Nabi on yedinci ve on sekizinci yüzyıl Osmanlı dîvan şâirlerinden. Asıl adı Yusuf’ tur. 1642’de Urfa’da doğdu ve 1712’de İstanbul ’da vefât etti. Hacı Gaffarzâdeler isimli bir ulemâ âilesinden olup, iyi bir tahsil gördü. Arabîyi ve Fârisîyi bu dilde şiir yazacak kadar iyi öğrendi.

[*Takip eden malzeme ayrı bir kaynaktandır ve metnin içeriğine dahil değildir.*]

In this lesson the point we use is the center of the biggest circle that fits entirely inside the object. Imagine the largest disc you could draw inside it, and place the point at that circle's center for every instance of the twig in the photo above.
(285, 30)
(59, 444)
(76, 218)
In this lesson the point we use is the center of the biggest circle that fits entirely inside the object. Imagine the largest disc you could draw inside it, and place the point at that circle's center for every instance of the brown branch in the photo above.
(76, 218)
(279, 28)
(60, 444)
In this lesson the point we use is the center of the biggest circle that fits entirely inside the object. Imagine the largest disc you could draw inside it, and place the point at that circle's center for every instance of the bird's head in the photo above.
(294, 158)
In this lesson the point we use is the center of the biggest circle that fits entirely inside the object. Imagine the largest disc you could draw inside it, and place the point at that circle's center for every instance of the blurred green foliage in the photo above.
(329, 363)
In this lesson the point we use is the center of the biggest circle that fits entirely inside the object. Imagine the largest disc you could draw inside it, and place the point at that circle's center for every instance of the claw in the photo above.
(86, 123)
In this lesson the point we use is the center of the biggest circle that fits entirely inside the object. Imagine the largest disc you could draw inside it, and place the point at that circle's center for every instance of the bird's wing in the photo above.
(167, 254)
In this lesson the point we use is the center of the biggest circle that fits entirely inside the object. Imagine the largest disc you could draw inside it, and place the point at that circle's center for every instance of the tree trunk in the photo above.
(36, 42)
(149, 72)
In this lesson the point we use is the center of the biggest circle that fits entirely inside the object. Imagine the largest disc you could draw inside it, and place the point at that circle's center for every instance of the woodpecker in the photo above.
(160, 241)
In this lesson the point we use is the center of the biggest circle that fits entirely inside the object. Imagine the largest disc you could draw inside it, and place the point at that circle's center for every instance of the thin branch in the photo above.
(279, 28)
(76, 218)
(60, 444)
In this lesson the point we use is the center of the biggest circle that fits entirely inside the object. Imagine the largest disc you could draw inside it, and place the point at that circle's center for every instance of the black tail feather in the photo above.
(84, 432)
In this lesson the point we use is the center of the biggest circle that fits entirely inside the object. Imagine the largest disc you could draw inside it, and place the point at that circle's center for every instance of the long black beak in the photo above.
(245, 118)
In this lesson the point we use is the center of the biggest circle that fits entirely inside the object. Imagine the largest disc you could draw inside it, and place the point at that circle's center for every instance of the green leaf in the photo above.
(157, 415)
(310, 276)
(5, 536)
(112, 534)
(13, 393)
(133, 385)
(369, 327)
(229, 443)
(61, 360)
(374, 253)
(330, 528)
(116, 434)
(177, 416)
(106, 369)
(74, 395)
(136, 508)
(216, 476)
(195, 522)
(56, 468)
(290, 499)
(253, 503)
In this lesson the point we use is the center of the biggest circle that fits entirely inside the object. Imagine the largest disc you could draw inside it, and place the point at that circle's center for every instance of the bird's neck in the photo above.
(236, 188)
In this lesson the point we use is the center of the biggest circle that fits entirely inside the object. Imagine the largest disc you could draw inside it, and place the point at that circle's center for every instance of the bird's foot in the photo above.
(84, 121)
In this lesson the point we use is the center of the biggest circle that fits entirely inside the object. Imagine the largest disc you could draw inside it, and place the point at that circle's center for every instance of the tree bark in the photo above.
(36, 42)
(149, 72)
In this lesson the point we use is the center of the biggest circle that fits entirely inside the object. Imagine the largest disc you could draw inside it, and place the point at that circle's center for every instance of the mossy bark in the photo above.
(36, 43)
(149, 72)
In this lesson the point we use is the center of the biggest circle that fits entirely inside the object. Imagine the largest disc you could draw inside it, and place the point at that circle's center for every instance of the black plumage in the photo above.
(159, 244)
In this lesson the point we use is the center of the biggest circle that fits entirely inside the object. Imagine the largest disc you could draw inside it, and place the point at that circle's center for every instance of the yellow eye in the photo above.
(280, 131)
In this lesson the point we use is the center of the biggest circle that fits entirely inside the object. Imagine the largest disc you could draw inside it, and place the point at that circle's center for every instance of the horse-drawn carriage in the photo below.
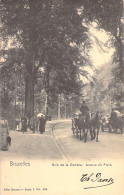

Urfa’da arzuhalcilik yaparken, vâlinin tavsiyesiyle, yirmi beş yaşında İstanbul’a gitti. Vezir, Muhasip Mustafa Paşanın dîvân kâtibi oldu. Bu sıralarda, şâir Nailî ile görüşmek sûretiyle şiir kâbiliyetini geliştirebilmek fırsatını buldu. Arapçada “yok” mânâsına gelen “nâ” ve “bî” eklerini birleştirerek “Nâbî”yi kendine mahlas yaptı.
Eserleri;
Türkçe Dîvân,
Farsça Divânçe
Hayriyye
Hayrabâd
Tuhfetü'l Haremeyn
Zeyl-i Siyer-i Veysi Münşeat
Fârisî Dîvançe-i Gazeliyât,
Tercüme-i Hadîs-i Erbain,
Sûrnâme,
Fetihnâme-i Kameniçe (Kameniçe Târihi ismiyle 1903’te basıldı).
Siyer-i Veysi ve Münşaat isimli eserleri de vardır.